When he landed his C-123 aircraft May 12, 1968, at a special forces base at Kham Duc, Vietnam, on a rescue mission, "I was scared half to death." According to the citation accompanying his medal, "hostile forces had overrun the forward outposts and were raking the camp with small arms, mortars, light and heavy automatic weapons and recoilless rifle fire. The camp was engulfed in flames and ammunition dumps were continuously exploding and littering the runway with debris."

He got his plane off the ground with the rescued troops aboard, he says, "because at some point fear starts to work for you. The adrenaline keeps you going and you're too busy to worry. You can't start worrying about dying anyway, or it's sure to happen."

Army Col. Charles Murray, 69, who as a second lieutenant in France in World War II single-handedly attacked a force of 200 Germans, killing 20, capturing 10 others and wounding or routing the rest despite eight wounds from a hand grenade, says that "in the end, you fight for the buddy next to you."

The medal recipients say they have no fear for today's troops in the Persian Gulf. Marine Col.

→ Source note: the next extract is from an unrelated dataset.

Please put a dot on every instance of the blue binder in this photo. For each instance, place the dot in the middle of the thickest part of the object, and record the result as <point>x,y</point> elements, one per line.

Mitchell Paige, 72, of La Quinta, Calif., who in the early days on Guadalcanal in 1942 single-handedly held a machine gun position in the face of a Japanese breakthrough when all his men were killed, then led a bayonet-charge of reinforcements when they finally arrived, says that "if you're properly trained you become like a well-oiled machine."

The blood shed among the ground troops yesterday, the medalists know, is only the beginning. But they accept that.

"God knows none of us likes war," Williams said. "We've seen it far too close ... But America was birthed in war, and I'm afraid we'll have war with us until man stops coveting what belongs to his neighbor. All we can do, all they can do {in the Persian Gulf} is the best they can."